For these businesses, we have completed deep TAM analysis even during a shortened diligence timeframe. To do this, we have partnered with data vendors to have quick access to granular geographic data, including demographics, foot traffic, purchase behavior, potential competitor datasets, etc. By combining this data, with details about where the target company is located, we can estimate where the company can go next. In some cases, we have utilized the target company’s customer data to estimate each location’s catchment area (the range where its customers come from), then apply that catchment estimate to other potential locations using geospatial software. Team members with various analytical skills support this kind of analysis: some are experts in geospatial software, others have many years of experience building statistical models that predict a site’s performance.
Customer Lifetime Value
The most common questions we see in a diligence timeframe are around getting to know customers. These questions are so frequent that there are common acronyms for some of the metrics utilized throughout the industry (e.g., AOV for Average Order Value, etc.). These metrics fall into three main categories: spend, retention, and segmentation.
Common questions around customer spend are:
• how much do customers spend in an average order (Average Order Value)
• how much do they spend over their lifetime (Lifetime Value)

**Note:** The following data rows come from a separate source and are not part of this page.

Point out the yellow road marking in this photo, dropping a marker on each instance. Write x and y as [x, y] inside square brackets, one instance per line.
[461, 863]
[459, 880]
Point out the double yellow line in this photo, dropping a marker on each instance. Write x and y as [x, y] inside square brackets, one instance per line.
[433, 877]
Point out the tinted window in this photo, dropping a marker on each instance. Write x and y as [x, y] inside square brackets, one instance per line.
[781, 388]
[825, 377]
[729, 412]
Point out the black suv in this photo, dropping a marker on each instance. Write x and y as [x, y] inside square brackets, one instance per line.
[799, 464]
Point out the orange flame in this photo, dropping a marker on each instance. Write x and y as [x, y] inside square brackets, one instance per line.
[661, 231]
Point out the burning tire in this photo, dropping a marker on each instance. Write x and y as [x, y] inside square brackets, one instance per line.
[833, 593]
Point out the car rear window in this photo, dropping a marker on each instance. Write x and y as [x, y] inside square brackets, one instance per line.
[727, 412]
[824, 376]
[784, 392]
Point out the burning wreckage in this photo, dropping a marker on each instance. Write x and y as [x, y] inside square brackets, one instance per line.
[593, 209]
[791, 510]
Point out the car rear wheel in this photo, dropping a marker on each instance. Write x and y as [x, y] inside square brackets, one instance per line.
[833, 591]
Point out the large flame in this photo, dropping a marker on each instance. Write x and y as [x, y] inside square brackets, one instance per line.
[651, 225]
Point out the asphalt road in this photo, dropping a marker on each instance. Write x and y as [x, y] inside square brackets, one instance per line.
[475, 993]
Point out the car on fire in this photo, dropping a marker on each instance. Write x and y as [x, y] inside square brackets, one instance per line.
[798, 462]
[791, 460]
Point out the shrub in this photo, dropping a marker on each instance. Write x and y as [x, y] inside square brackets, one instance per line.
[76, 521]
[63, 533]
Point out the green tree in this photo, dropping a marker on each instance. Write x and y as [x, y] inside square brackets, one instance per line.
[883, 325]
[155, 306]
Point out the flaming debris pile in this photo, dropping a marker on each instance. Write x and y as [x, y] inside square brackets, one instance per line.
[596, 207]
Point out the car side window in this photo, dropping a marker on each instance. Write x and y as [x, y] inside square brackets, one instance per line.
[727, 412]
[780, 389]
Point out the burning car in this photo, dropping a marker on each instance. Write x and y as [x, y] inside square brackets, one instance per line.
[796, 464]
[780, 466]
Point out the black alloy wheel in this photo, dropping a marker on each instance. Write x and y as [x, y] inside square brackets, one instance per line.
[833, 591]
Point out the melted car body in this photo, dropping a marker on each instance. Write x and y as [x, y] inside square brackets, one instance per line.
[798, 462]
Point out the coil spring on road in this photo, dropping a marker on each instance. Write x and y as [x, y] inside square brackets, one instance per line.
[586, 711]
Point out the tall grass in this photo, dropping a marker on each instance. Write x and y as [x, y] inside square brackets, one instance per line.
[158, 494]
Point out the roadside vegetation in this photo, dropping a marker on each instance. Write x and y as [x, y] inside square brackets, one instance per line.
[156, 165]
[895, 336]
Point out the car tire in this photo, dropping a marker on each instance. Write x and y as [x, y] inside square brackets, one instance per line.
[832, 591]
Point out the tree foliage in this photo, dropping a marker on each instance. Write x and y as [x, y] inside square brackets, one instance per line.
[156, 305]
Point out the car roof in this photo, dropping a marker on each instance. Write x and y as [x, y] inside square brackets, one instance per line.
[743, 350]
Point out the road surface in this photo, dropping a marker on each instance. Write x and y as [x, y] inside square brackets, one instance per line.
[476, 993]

• how does this break down by product/service category
• how has this changed over time
• what sorts of bundles are products purchased together
• what do new purchases look like vs. returning customers’ purchases
These metrics are helpful for comparing a company against its peers or to understand the company’s success or failure of expansion into new products.
Retention questions include:
• what percentage of customers are one-and-done (we never see them again)
• what’s the average duration that returning customers continue to buy
• what is their frequency of purchase
• what percentage do we lose each month
These metrics help show how customers perceive the quality of a company’s products. If few customers return, that suggests a poor customer experience.
All the spend and retention metrics are helpful to be viewed through the context of customer segmentation. Segmentation questions include:
• which of customers spend more/less
• which customers are likely to be lost/retained, etc.
• which customers at the target company are most complementary with my current portfolio companies’ customer base (merger opportunities)
• are there unexplored segments of customers that we can identify through unsupervised learning (e.g., cluster analysis) to expand to new markets
We use these segmentations to understand if we can change customer behavior, or if we have some hypothesis about a potential merger and how customers compare between two entities.
These four questions (macroeconomic, competitive, market space, and customers) are the most common questions we encounter in private equity due diligence projects. It is rare that we would need to answer all these questions in a single diligence. It’s usually clear early on which are the most important questions to answer in diligence, and the analysis that needs to get done follows from those questions. We have long partnered with our private equity clients to help translate the strategic questions about the business into an analysis plan for a due diligence timeframe. It helps to have this kind of head start.